Les puits de la zone d’étude ont des profondeurs variant entre 0,00 m et 12,00 m et les profondeurs d’eau dans ces puits oscillent entre 0,00 et 10,50 m. Il faut remarquer que près de 53 % de puits foncés dans le bassin versant ont une profondeur totale comprise entre 0,00 et 6,00 m et environ 68 % de ces puits ont une profondeur d’eau inférieure à 6,00 m (voir Figure 3). Cette proximité de l’eau souterraine par rapport à la surface topographique renforce le caractère vulnérable de la plupart des puits du bassin versant de la Mingoa. Par contre, 65 % des sources appartenant à la zone étudiée se situent dans un espace à habitat immédiat dense. La plupart de ces points d’eau sont côtoyés par les ouvrages d’assainissement autonome abandonnés ou en usage.
3.2 L’assainissement des excréta est approximatif et mal maîtrisé
Les enquêtes de recensement effectuées ont permis de dénombrer dans le bassin versant amont de la Mingoa, près de 3 640 latrines soit une densité moyenne de 28 latrines/ha contre 660 fosses septiques (5 fosses septiques/ha) d’une part et d’inventorier une station de traitement et d’épuration de Messa hors service depuis plus de 10 ans (LESEAU, 2002) et en cours de réhabilitation pour assurer l’assainissement des logements collectifs de la Société Immobilière du Cameroun. Ainsi, 90 % des ménages utilisent les ouvrages d’assainissement autonome regroupés en latrines et fosses septiques. Dans la zone d’étude, trois types de latrines sont observés et en proportions variables avec 3 % de latrines améliorées ventilées, 33 % de latrines à canon et 65 % de latrines traditionnelles à fonds perdu. Ce dernier type de latrines se caractérise par l’ouverture de la fosse jusqu’à la nappe phréatique ou tout autre obstacle (blocs rocheux) recouverte par une dalle en béton armé sur laquelle est érigée la superstructure généralement en matériaux provisoires. Les latrines sont généralement en contact direct avec la nappe d’eau souterraine car les populations résidentes du bassin versant ont coutume de déclarer que « l’arrêt du fonçage de la fosse de la latrine est dû à l’atteinte de l’eau » ou du moins que la profondeur de la fosse est liée à la profondeur de la nappe. C’est pourquoi, les populations situées en bas de pente ou dans les bas fonds renforcent la capacité de la fosse en surélevant cette dernière avec des rangées de parpaings à travers lesquelles, elles posent un tuyau PVC 100. Ce tuyau permet d’évacuer les déchets de la fosse généralement en saison des pluies dans un milieu récepteur (cours d’eau ou rigole) suivant le principe du trop plein. D’où le vocable de latrines à canon. 86 % de ces latrines sont aussi utilisées comme salle de toilette et le rejet de l’eau se fait dans la fosse.

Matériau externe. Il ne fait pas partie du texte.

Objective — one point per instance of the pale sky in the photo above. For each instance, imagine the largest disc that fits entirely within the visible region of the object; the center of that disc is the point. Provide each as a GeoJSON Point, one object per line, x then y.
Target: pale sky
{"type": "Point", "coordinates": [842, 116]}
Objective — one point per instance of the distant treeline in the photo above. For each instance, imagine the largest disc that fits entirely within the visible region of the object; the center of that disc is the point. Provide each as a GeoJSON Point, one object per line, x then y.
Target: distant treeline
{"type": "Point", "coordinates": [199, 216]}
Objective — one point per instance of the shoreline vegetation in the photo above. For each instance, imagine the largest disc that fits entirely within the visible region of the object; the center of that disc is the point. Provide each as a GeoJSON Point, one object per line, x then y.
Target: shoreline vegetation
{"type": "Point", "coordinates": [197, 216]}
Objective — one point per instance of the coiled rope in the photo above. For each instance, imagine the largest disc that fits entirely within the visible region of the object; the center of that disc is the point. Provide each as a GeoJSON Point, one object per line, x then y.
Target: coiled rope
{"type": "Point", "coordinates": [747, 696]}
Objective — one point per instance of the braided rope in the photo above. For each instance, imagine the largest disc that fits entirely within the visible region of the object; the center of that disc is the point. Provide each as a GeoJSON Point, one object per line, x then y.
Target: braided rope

Dans la zone d’étude, la distance moyenne entre les latrines et le point d’eau le plus proche est de 11 m avec un coefficient de variation (CV) de l’ordre de 0,5 confirmant que la majorité des latrines sont proches des puits et sources (85 %). La profondeur moyenne des latrines est de 1,80 m mais le coefficient de variation est très élevé (1,4) et aussi le nombre de personnes moyen sollicitant les latrines est de 14 avec un CV de l’ordre de 0,60. La valeur élevée du CV de la profondeur des latrines indique que l’étendue est très importante donc qu’il existe des facteurs qui imposent la profondeur des latrines à savoir la topographie du site, la profondeur de l’eau dans le sol, la capacité du ménage à payer pour réaliser la fosse, etc.
Le CAD qui est la structure représentative du quartier et les diverses associations existantes constituent des viviers d’information de communication et d’éducation non formelle ajoutés à leur fonction régalienne (entraide, culture de la démocratie et réflexion) pour ces populations davantage peu ou pas ignorantes des risques sanitaires encourus par la consommation de la mauvaise qualité de l’eau d’une part et de la nécessité de collaborer et de contribuer pour l’amélioration des conditions de vie dans leur espace.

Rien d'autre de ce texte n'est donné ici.